Set Up a Disconnected Network (Import and Export Updates)
Applies To: Windows Server 2003, Windows Server 2003 R2, Windows Server 2003 with SP1, Windows Server 2003 with SP2, Windows Server Update Services
Managing WSUS on a disconnected network involves exporting updates and metadata from a WSUS server on a connected network and then importing all that information into the WSUS server on the disconnected network. There is a conceptual discussion of why this might be useful in the "Networks Disconnected from the Internet" section in Choose a Type of Deployment earlier in this guide.
You cannot import updates to a server that is being centrally managed. WSUS servers on disconnected networks are always autonomously managed.
There are three steps to accomplishing an import and export. First, make sure advanced synchronization options for the express installation files feature and languages on the export server match the settings on the import server. This ensures that you collect the type of updates you intend to distribute. For example, if you did not select the option for express installation files on the export server, but did have the express installation file option selected on the import server, you would not be able to distribute updates by using express installation files, because none were initially collected on the export server. A mismatch of language settings can have a similar effect. You do not have to concern yourself with matching settings for schedule, products and classifications, source, or proxy server, since the import operation itself overcomes the need for these settings. The setting for deferred download of updates has no effect on the import server. If you are using the option for deferred downloads on the export server, you must approve the updates so they can be downloaded prior to taking the next step, which is migrating updates to the import server.

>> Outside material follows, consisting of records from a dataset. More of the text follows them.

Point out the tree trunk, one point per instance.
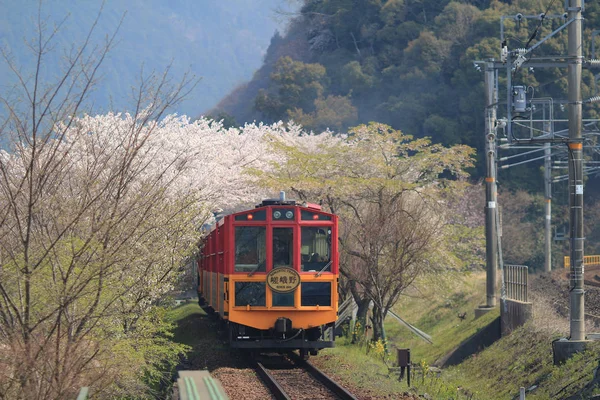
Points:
(378, 330)
(361, 319)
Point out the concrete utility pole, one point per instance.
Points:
(548, 205)
(577, 319)
(491, 240)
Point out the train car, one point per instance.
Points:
(271, 274)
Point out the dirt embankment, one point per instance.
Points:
(553, 290)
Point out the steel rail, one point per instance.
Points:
(271, 382)
(319, 375)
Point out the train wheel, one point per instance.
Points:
(303, 354)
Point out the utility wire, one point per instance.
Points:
(537, 28)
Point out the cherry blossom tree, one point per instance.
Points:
(390, 194)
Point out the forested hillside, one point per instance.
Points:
(222, 42)
(406, 63)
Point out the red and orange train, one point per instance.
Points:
(271, 274)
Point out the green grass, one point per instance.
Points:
(524, 359)
(437, 315)
(188, 322)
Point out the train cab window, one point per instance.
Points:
(250, 293)
(283, 247)
(316, 293)
(250, 249)
(315, 249)
(313, 216)
(283, 299)
(259, 215)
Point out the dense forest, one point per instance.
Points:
(406, 63)
(209, 39)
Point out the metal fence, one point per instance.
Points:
(515, 279)
(587, 261)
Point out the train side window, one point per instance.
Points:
(250, 294)
(316, 293)
(250, 249)
(283, 247)
(316, 249)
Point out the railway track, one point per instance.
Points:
(291, 378)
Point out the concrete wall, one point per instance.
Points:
(515, 314)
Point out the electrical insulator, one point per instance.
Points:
(519, 100)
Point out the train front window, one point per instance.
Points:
(250, 254)
(250, 293)
(316, 249)
(316, 294)
(283, 247)
(283, 299)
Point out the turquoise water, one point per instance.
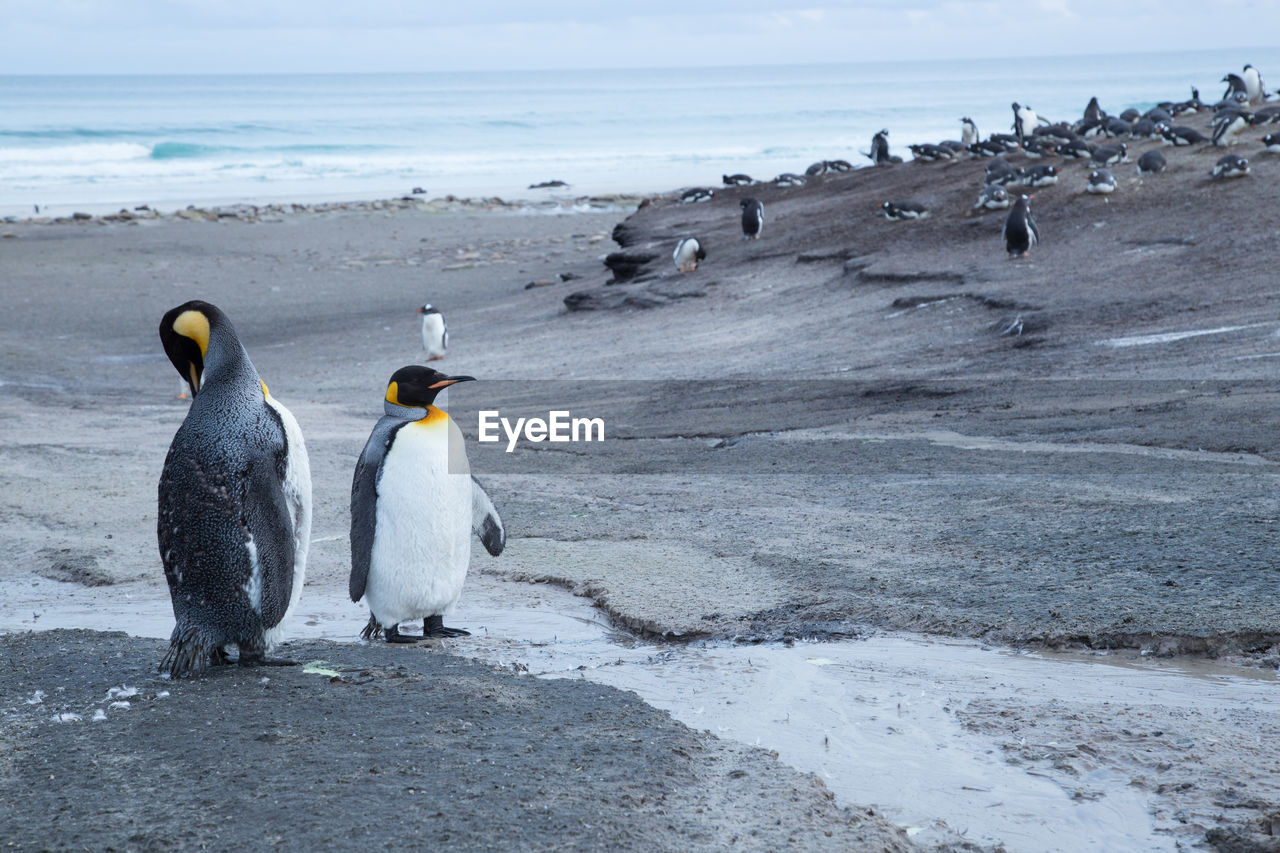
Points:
(168, 141)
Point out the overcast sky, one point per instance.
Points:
(210, 36)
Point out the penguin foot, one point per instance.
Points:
(259, 658)
(434, 626)
(393, 635)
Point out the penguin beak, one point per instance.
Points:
(451, 381)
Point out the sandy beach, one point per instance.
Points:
(846, 429)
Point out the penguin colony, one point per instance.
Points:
(1243, 106)
(234, 502)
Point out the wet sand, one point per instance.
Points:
(1102, 478)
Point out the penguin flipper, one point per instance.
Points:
(364, 502)
(485, 521)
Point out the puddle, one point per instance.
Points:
(874, 719)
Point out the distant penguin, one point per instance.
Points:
(904, 210)
(696, 195)
(1230, 165)
(880, 149)
(1151, 163)
(1040, 176)
(1020, 232)
(1110, 154)
(234, 501)
(1101, 181)
(688, 252)
(1180, 135)
(1253, 86)
(753, 218)
(435, 333)
(414, 507)
(992, 197)
(1229, 124)
(1024, 121)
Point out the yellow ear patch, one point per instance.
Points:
(195, 325)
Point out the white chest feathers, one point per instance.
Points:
(423, 524)
(435, 337)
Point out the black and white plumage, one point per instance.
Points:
(1020, 232)
(1110, 154)
(234, 500)
(880, 154)
(1151, 163)
(1075, 150)
(688, 254)
(1229, 124)
(904, 210)
(753, 218)
(1101, 181)
(992, 197)
(414, 509)
(1180, 135)
(1230, 165)
(696, 195)
(435, 332)
(1040, 176)
(1253, 85)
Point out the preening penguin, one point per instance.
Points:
(435, 332)
(234, 500)
(753, 218)
(414, 506)
(688, 252)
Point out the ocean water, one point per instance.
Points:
(103, 142)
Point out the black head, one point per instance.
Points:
(184, 333)
(416, 387)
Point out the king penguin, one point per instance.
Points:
(414, 507)
(435, 333)
(234, 502)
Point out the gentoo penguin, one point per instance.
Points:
(435, 333)
(1180, 135)
(1229, 124)
(1151, 163)
(753, 218)
(1020, 232)
(414, 507)
(1110, 154)
(992, 197)
(1253, 86)
(880, 149)
(1230, 165)
(1101, 181)
(1038, 176)
(688, 252)
(1024, 121)
(234, 509)
(904, 210)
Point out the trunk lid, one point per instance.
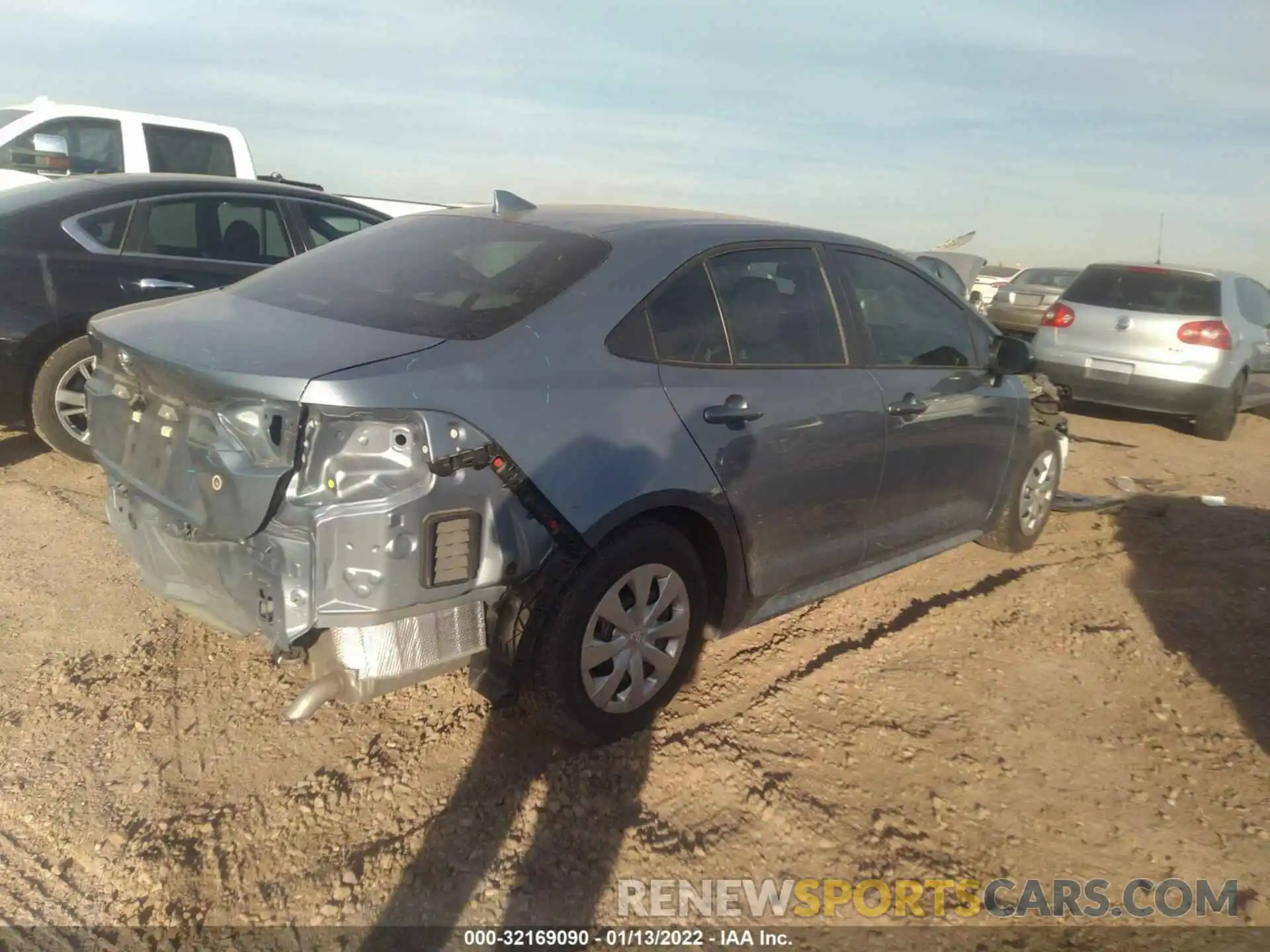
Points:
(196, 400)
(1133, 313)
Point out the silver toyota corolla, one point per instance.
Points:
(559, 446)
(1191, 342)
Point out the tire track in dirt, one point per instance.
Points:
(37, 888)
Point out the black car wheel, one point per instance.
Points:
(621, 636)
(58, 403)
(1029, 494)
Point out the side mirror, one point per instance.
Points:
(42, 143)
(51, 154)
(1010, 356)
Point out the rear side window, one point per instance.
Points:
(911, 321)
(327, 222)
(106, 227)
(777, 307)
(247, 230)
(687, 327)
(1048, 277)
(444, 276)
(189, 151)
(1150, 290)
(1254, 301)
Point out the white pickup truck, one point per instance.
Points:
(44, 140)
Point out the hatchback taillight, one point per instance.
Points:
(1206, 334)
(1058, 315)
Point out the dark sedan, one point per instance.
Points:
(77, 247)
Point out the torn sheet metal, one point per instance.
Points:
(1083, 503)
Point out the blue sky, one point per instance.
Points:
(1060, 131)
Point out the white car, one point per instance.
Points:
(45, 140)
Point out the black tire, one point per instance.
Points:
(44, 400)
(552, 687)
(1009, 532)
(1218, 420)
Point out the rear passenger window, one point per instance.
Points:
(911, 323)
(189, 151)
(1254, 301)
(778, 309)
(686, 323)
(247, 230)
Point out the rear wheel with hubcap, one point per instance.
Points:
(621, 636)
(1218, 420)
(1029, 494)
(59, 407)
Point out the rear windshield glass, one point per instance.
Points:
(443, 276)
(1154, 290)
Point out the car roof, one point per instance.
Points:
(44, 107)
(124, 187)
(1221, 273)
(616, 223)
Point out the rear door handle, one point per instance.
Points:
(160, 285)
(734, 412)
(908, 407)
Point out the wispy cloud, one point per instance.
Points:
(1061, 131)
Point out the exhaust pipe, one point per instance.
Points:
(325, 688)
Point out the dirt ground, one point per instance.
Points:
(1097, 707)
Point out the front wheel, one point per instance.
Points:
(59, 408)
(1029, 494)
(620, 637)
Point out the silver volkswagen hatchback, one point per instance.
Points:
(1189, 342)
(556, 446)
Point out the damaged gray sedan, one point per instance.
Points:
(558, 446)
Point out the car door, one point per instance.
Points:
(951, 427)
(1254, 303)
(753, 360)
(177, 245)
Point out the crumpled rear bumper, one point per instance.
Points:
(261, 584)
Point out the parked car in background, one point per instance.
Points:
(559, 446)
(44, 140)
(1019, 305)
(87, 244)
(1181, 340)
(992, 277)
(954, 270)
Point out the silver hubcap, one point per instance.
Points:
(635, 639)
(1038, 492)
(70, 403)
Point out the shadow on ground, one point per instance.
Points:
(18, 448)
(574, 809)
(1202, 574)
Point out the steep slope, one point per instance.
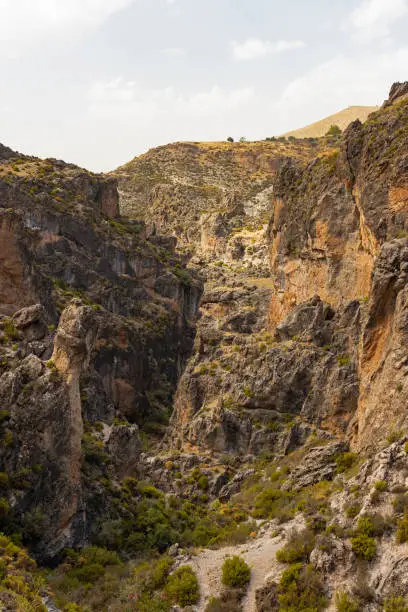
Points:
(300, 352)
(267, 350)
(96, 323)
(342, 119)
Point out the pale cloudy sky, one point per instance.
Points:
(97, 82)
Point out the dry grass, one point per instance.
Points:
(343, 118)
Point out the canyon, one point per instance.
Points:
(206, 326)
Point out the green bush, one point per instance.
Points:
(380, 485)
(402, 530)
(395, 604)
(298, 547)
(345, 603)
(345, 461)
(182, 587)
(235, 572)
(400, 503)
(301, 590)
(353, 510)
(364, 546)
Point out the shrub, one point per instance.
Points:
(402, 530)
(400, 503)
(394, 436)
(345, 603)
(380, 485)
(345, 461)
(395, 604)
(365, 526)
(298, 547)
(334, 131)
(182, 587)
(364, 546)
(235, 572)
(4, 507)
(353, 510)
(301, 589)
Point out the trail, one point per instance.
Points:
(259, 553)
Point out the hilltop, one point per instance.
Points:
(343, 119)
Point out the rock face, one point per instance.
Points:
(96, 323)
(302, 318)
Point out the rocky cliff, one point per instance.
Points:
(206, 349)
(97, 321)
(301, 247)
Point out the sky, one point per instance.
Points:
(96, 82)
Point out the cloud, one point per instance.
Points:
(127, 100)
(374, 18)
(24, 22)
(173, 51)
(254, 48)
(341, 82)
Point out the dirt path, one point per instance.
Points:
(259, 553)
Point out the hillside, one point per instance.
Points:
(203, 355)
(343, 119)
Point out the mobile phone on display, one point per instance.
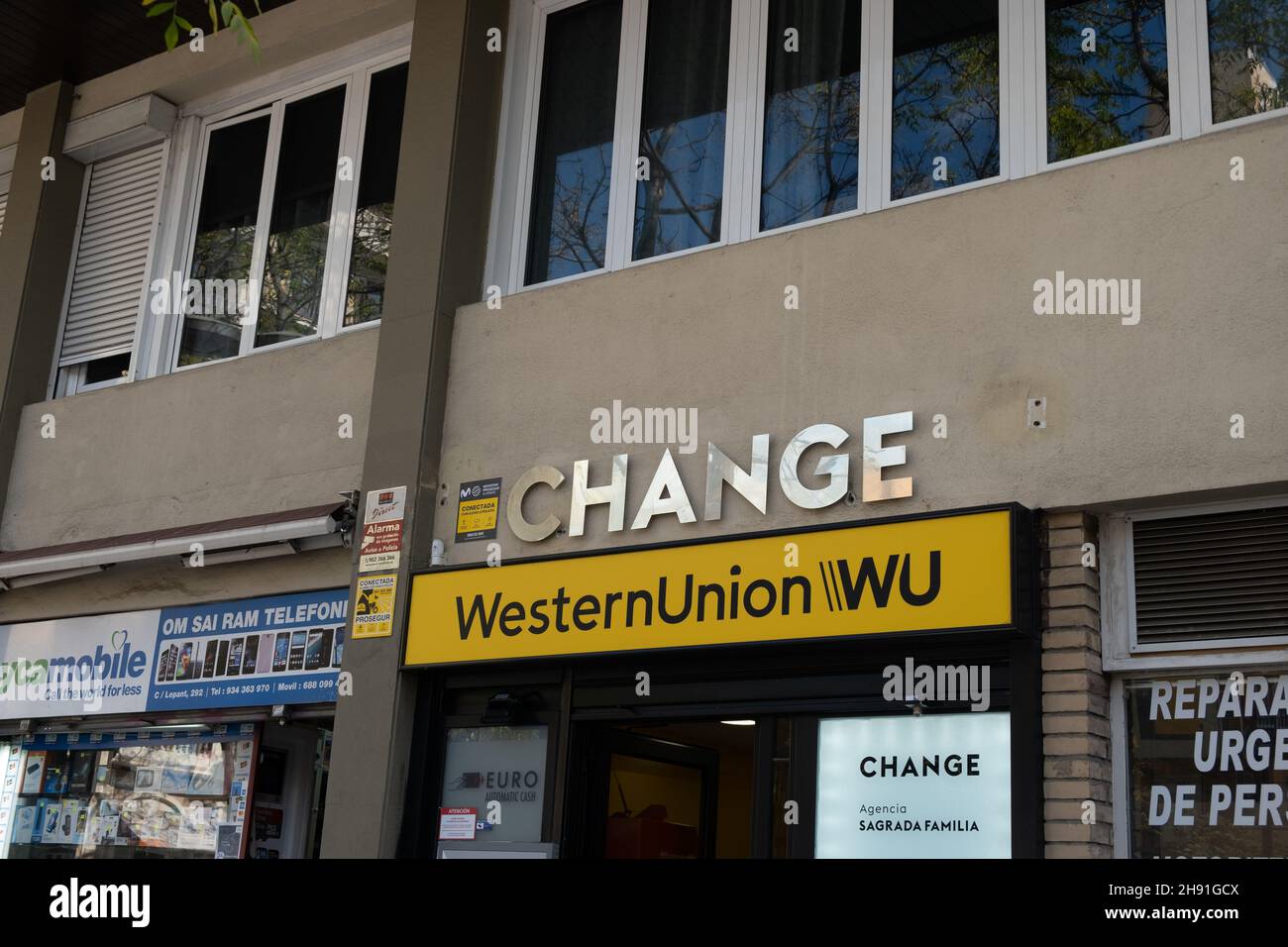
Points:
(296, 659)
(279, 651)
(252, 654)
(235, 657)
(266, 654)
(313, 651)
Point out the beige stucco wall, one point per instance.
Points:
(926, 307)
(254, 434)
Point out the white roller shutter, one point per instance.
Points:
(112, 256)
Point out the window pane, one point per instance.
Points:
(575, 142)
(1248, 47)
(1107, 75)
(226, 240)
(291, 290)
(683, 125)
(369, 261)
(945, 108)
(810, 165)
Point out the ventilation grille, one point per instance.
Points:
(112, 257)
(1212, 577)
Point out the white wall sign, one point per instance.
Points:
(935, 787)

Second, copy updates from the file system of the export server to the file system of the import server. By default, updates are stored in the following folder:
You can use the Windows Backup Utility or whatever backup software your organization is familiar with to copy the files. When you copy files to the import server, you must maintain the folder structure for all folders under \WSUSContent. Make sure that the updates appear in the folder on the import server that has been designated to store updates; this designation is typically made during the setup process. You should also consider using an incremental backup system to limit the amount of data you need to move each time you refresh the server on the disconnected network.
Third, export update metadata from the database on the export server, and import it into the database on the import server. You accomplish the metadata import and export by using the command-line utility WSUSutil.exe mentioned in Migration Command-line Tool. You can find WSUSutil.exe in the tools subfolder where you installed WSUS. You must be a member of the local Administrators group on the WSUS server to export or import metadata; both operations can only be run from the WSUS server itself. You can only run WSUSutil.exe on a 32-bit platform.
You should copy updates to the file system of the import server before you import metadata. If WSUS finds metadata for an update that is not in the file system, the WSUS console shows that the update failed to be downloaded. This type of problem can be fixed by copying the update onto the file system of the import server and then again attempting to deploy the update.
Although you can use incremental backups to move update files onto the import server, you cannot move update metadata piecemeal. WSUSutil.exe exports all the metadata in the WSUS database during the export operation.